Appetizers
November 21, 2006
Two Chardonnays to Praise

I've an odd feeling this morning, and it could be because I suspect I might be on the verge of becoming a chardonnay fan. This isn't like me at all. I wonder if I'm coming down with something. Until recently - like last night and the night before - my white wine of choice with dinner almost invariably has been sauvignon blanc, for its forward fruit, honed acidity, lean structure and overall liveliness that makes it such a refreshing presence at the table.

In contrast, too many chardonnays have been a letdown. If not thin and watery, with so little fruit you can't recognize the varietal, they've tended to be overly ripe, unbalanced, dense with oak, noticeably sweet, and warm with alcohol. They don't go with food, though they might be fine for launching ships.

But the past two nights have been a happy revelation. On Sunday, we opened the Mahoney Vineyards 2005 Gavin Vineyard Carneros Chardonnay ($20) with roast chicken and pasta with pesto. It's deceivingly light in color, just a pale shade of straw, but its tropical-fruit flavor, most notably pineapple, was fresh and distinct. The wine was barrel fermented, and half of it went through malolactic fermentation, but the oak is evident as only a touch of smoke, the secondary fermentation in its silkiness, not a softening that dulls the sharp acidity. The wine tastes of sweet fruit, not sugar. It brings a teasing mineral element to the mouth that invites you back for one more sip, then another. Chardonnays this elegant don't come along often, especially at just $20 a bottle. The "Mahoney" label, incidentally, is new, but the owner, Francis Mahoney, has been around since founding Carneros Creek Winery in 1972, which became celebrated largely for spectacular pinot noirs. He sold the Carneros Creek brand two years ago, but now is teamed up with seasoned winemaker Ken Foster to made wines under the Mahoney brand. They're again specializing in pinot noir, but don't overlook this gorgeous chardonnay.

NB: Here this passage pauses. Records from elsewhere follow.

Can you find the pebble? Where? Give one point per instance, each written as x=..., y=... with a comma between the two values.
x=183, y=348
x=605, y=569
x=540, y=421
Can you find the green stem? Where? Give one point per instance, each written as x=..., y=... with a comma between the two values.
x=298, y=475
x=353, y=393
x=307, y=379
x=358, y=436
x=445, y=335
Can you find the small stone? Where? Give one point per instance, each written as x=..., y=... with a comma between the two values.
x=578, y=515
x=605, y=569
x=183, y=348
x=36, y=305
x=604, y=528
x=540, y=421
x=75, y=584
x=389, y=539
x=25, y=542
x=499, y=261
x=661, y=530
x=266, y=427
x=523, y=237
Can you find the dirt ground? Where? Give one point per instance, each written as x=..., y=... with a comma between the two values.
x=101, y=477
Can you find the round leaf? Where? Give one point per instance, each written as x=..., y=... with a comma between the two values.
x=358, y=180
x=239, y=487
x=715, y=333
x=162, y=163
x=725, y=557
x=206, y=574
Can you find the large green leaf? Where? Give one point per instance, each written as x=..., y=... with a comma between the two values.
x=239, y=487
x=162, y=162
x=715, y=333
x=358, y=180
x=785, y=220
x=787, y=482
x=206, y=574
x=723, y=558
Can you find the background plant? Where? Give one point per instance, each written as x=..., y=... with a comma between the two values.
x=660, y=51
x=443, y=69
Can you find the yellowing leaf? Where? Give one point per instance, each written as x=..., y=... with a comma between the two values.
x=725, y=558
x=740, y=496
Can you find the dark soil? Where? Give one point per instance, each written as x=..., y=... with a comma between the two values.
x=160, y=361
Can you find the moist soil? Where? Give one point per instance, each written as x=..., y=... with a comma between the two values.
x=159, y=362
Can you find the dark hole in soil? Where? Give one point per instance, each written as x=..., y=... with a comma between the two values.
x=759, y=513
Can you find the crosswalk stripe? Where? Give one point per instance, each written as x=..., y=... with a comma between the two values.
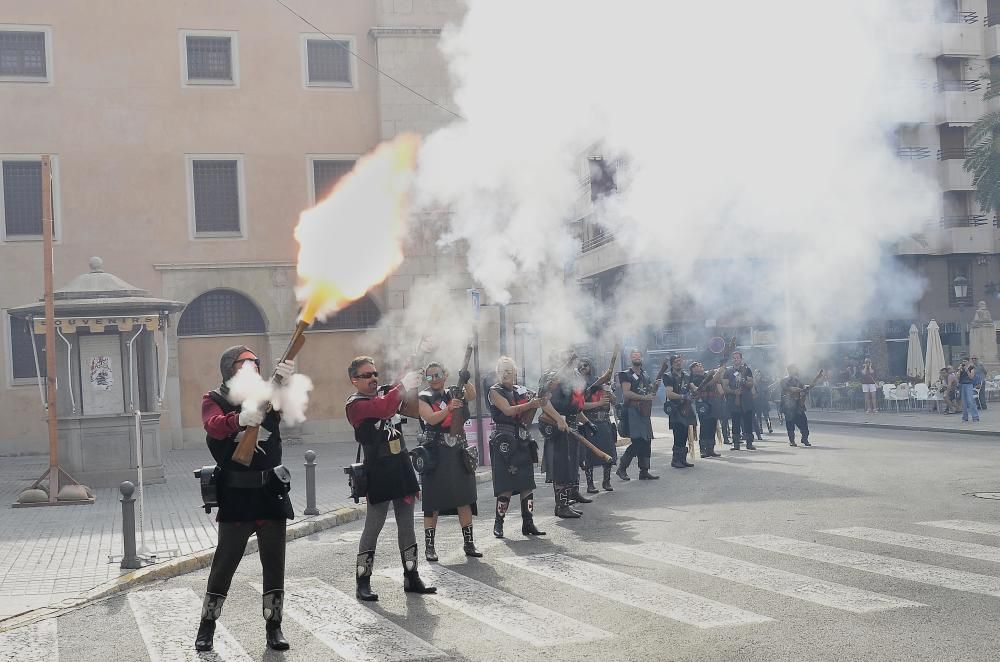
x=640, y=594
x=913, y=571
x=510, y=614
x=828, y=594
x=985, y=528
x=37, y=642
x=351, y=630
x=925, y=543
x=166, y=620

Inspired by my luck with the Mahoney chardonnay, I last night opened another new Carneros chardonnay, the Robert Mondavi Winery 2004 Carneros Napa Valley Reserve Chardonnay ($35). While brighter in color and richer in flavor than the Mahoney, it's also a chardonnay to enjoy for its fresh fruit flavors - citrus and apples, principally - and its exquisite balance and long, exhilarating finish, which includes toastiness from the Burgundian oak in which most of the juice was fermented, and a refreshing prickly spiciness. I liked its complexity. Our son Justin, visiting from Bangkok for Thanksgiving, isn't often moved to praise a wine, but even he said this was a chardonnay he really, really liked.

I don't know how well either of these chardonnays would work on the Thanksgiving table, and I wouldn't recommend them for a meal that heavy and robust, but as a hostess present or as a gift during the year-end holidays I can't imagine a chardonnay enthusiast not appreciating either of these versions.